Python play with data simple distributed crawler

1, Explain

Although there are many things that can be done by scratch, it is difficult to achieve large-scale distributed applications. Someone has changed the queue scheduling of the sweep and changed the starting URL from start_ It is separated from URLs and read from redis instead. Multiple clients can read the same redis at the same time, so as to realize distributed crawler. Even on the same computer, multi process crawlers can be run, which is very effective in the process of large-scale crawling.

2, Distributed crawler principle

The addition of a redis component mainly affects two places: the first is the scheduler. The second is data processing.

Scripy redis distributed strategy.

As a distributed crawler, it is necessary to have a Master side (core server). On the Master side, a redis database will be built to store start_urls,request,items. The Master is responsible for url fingerprint duplication, request allocation and data storage (generally, a mongodb will be installed on the Master side to store items in redis). In addition to the Master, another role is the slave (crawler execution end), which is mainly responsible for executing the crawler to crawl data and submitting new requests in the crawling process to the redis database of the Master.

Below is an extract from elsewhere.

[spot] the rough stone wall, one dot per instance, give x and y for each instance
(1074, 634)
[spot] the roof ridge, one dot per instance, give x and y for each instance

As shown in the figure above, suppose we have four computers: A, B, C and D, and any one of them can be used as the Master terminal or slave terminal. The whole process is:
First, the slave takes the task (Request, url) from the Master to grab the data. While the slave grabs the data, the Request for a new task is submitted to the Master for processing;
There is only one Redis database on the Master side, which is responsible for de duplication and task allocation of unprocessed requests, adding the processed requests to the queue to be crawled, and storing the crawled data.

Scripy redis uses this strategy by default. Our implementation is very simple, because scripy redis has helped us with task scheduling and other work. We only need to inherit RedisSpider and specify redis_ Just key.

The disadvantage is that the task of scrapy Redis scheduling is the Request object, which contains a large amount of information (including not only URLs, but also callback functions, headers and other information). The result may be to reduce the crawler speed and occupy a large amount of storage space in Redis. Therefore, if you want to ensure efficiency, you need a certain level of hardware.

3, Case preparation

1. One for windows (from: scene)

2. One linux (Main: scratch \ redis \ Mongo)

ip:192.168.184.129

3,python3.6

Configuration steps of scratch under linux:

1,install python3.6

yum install openssl-devel -y   solve pip3 Problems that cannot be used(pip is configured with locations that require TLS/SSL, however the ssl module in Python is not available)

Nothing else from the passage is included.